Today’s post is about end runs. And, no, we haven’t started covering the NFL Draft.
Unified Data Services, LLC is in a tight spot. The operators in their call centers use Soundboard, a technology that allows operators to play recorded clips that can be interrupted with live communication. In some cases, a single operator may use Soundboard to run multiple calls simultaneously.
In 2016, the FTC issued an opinion letter concluding that Soundboard violates the “robocall” provision of the Telemarketing Sales Rule, 16 C.F.R. § 310.4(b)(1)(v). The opinion letter also rescinded the 2009 advisory opinion letter blessing the use of Soundboard. If enforced, the opinion letter would bench an entire industry.
UDS brought suit. See Unified Data Services, LLC et. al. v. United States Federal Trade Commission, No. 2:19-CV-00698 (D. Nev. 2019). The company argues that the FTC shouldn’t be allowed to work such a dramatic shift in the law by opinion letter. Instead, the FTC should engage in its normal rule-making process, giving people (including corporations, my friend) the opportunity to weigh in. Anything less is an end run around the laws requiring public notice and comment.

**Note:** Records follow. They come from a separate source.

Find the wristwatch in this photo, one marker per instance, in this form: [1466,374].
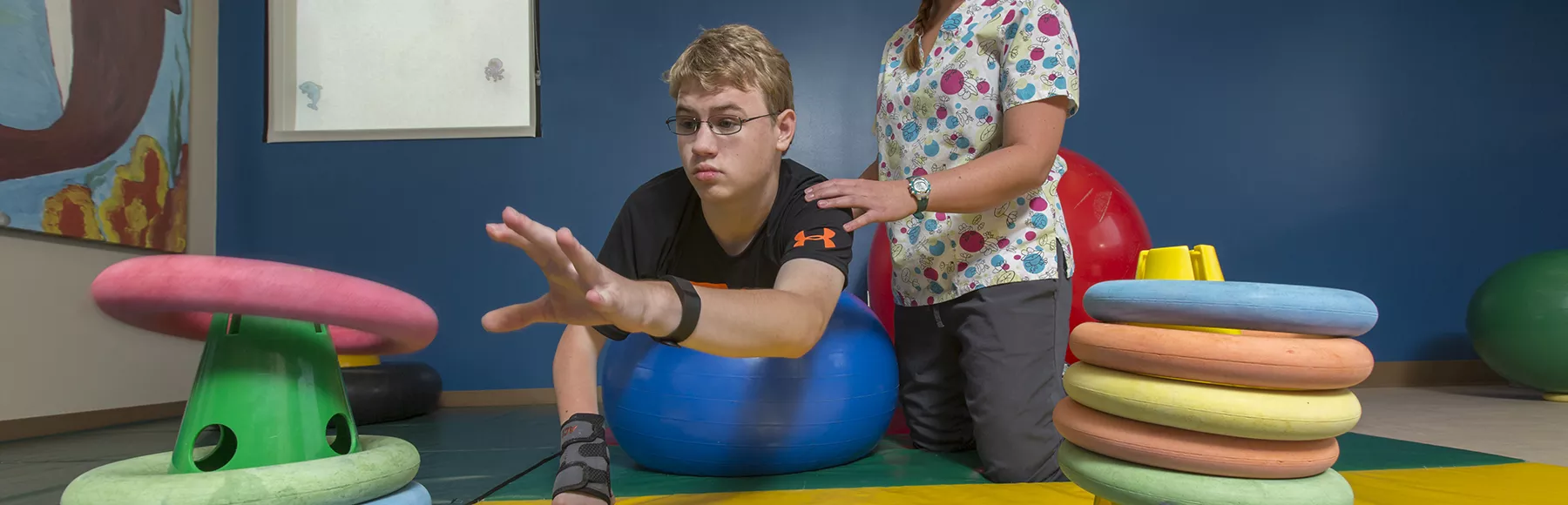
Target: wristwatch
[921,190]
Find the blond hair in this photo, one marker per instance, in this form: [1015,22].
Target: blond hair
[737,57]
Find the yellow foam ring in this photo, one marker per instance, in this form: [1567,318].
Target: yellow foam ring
[1183,264]
[943,495]
[348,361]
[1513,483]
[1176,379]
[1220,410]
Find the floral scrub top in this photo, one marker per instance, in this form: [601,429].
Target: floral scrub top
[990,55]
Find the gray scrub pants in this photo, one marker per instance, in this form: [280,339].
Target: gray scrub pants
[985,372]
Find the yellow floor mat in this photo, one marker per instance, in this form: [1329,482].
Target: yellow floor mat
[1515,483]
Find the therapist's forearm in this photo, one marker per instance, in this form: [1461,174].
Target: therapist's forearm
[990,181]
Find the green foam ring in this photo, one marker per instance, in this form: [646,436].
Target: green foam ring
[272,389]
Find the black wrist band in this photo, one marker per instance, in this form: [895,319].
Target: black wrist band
[690,311]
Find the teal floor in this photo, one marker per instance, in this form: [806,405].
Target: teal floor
[466,452]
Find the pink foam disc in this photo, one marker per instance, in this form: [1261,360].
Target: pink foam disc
[178,295]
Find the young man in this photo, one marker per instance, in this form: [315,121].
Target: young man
[723,254]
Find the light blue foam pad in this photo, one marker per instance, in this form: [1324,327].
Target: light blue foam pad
[1307,309]
[411,495]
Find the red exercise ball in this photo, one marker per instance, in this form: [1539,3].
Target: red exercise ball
[1105,228]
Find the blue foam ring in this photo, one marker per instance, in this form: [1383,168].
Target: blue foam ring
[411,495]
[1260,306]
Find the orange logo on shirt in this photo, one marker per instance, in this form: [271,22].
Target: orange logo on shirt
[825,237]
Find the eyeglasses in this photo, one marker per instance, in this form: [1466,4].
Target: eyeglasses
[717,125]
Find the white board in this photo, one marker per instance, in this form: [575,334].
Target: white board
[394,70]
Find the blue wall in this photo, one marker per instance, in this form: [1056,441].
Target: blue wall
[1402,150]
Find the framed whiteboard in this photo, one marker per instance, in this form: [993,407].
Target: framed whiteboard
[402,70]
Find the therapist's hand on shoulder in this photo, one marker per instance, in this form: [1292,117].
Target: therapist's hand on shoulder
[872,201]
[582,291]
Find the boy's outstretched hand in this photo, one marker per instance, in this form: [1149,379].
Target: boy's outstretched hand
[582,291]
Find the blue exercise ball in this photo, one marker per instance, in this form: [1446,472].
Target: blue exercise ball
[690,413]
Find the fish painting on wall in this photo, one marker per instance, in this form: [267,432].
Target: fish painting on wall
[94,119]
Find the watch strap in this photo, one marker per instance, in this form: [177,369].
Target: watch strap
[919,199]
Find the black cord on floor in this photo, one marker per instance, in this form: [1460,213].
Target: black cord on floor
[515,477]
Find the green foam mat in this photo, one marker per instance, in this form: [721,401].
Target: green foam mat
[894,465]
[1364,452]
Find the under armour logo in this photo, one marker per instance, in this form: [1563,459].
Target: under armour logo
[825,237]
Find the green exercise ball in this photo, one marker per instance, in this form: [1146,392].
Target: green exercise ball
[1518,322]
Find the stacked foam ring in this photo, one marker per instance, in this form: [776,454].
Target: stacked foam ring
[1164,414]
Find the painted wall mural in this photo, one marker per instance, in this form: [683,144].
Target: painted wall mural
[94,119]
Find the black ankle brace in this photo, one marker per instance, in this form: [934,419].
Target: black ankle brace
[585,458]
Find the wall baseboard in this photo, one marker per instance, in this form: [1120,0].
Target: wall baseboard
[31,427]
[1432,374]
[1387,374]
[497,397]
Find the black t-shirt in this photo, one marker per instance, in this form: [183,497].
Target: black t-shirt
[662,231]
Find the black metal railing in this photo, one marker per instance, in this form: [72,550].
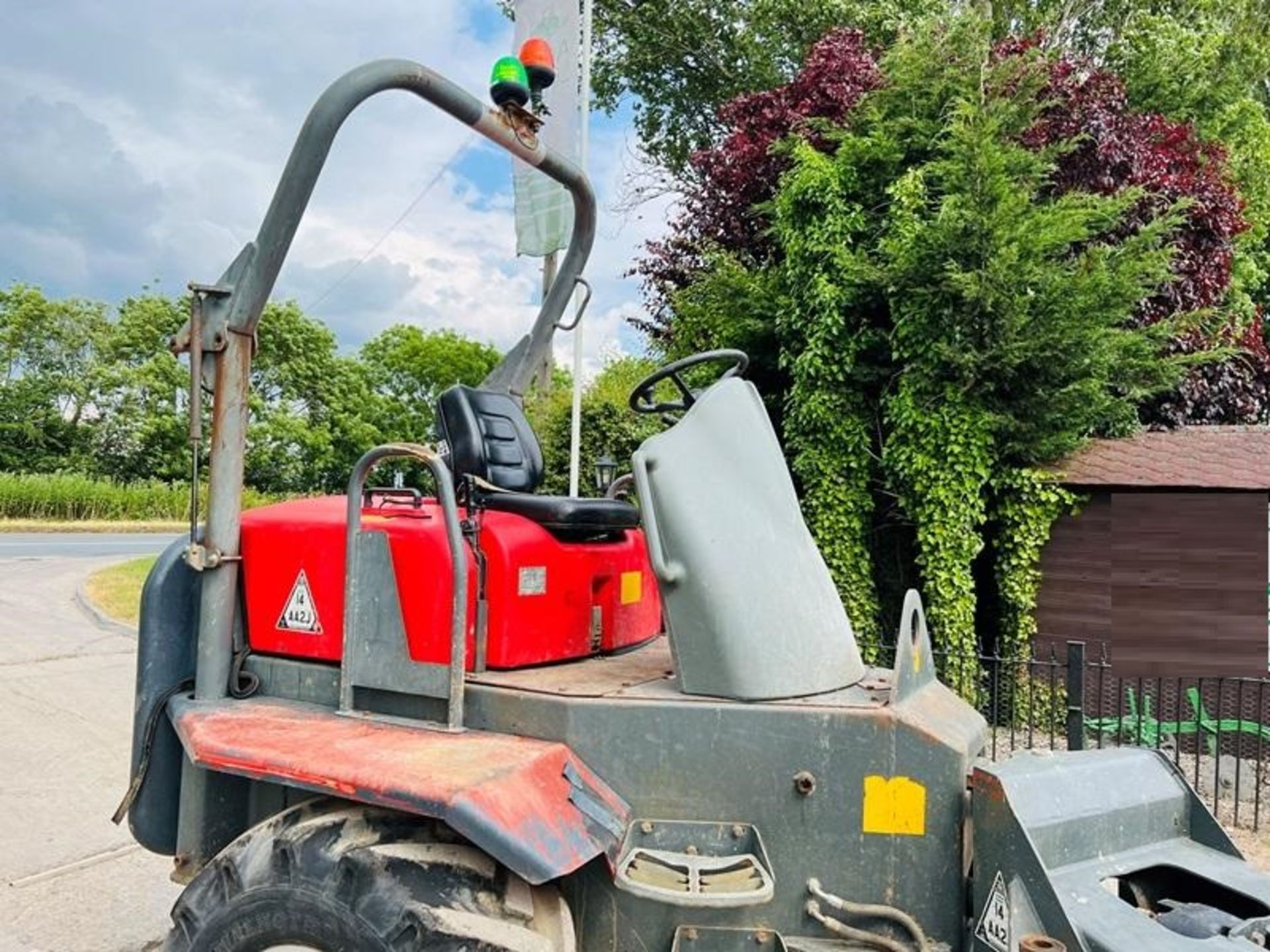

UDS also targets the substance of the FTC’s opinion letter. According to its complaint, the TSR was intended to target “a specific evil: one-way, pre-recorded communications that do not involve any human interaction, also known as a ‘robocall.’” As UDS sees it, the use of Soundboard doesn’t run afoul of that rule—there’s a human being on the other end of the line.
The case will determine not only the future of Soundboard, but the scope of the FTC’s opinion letters. And the only people watching more closely than UDS will be those of us here at TCPAWorld.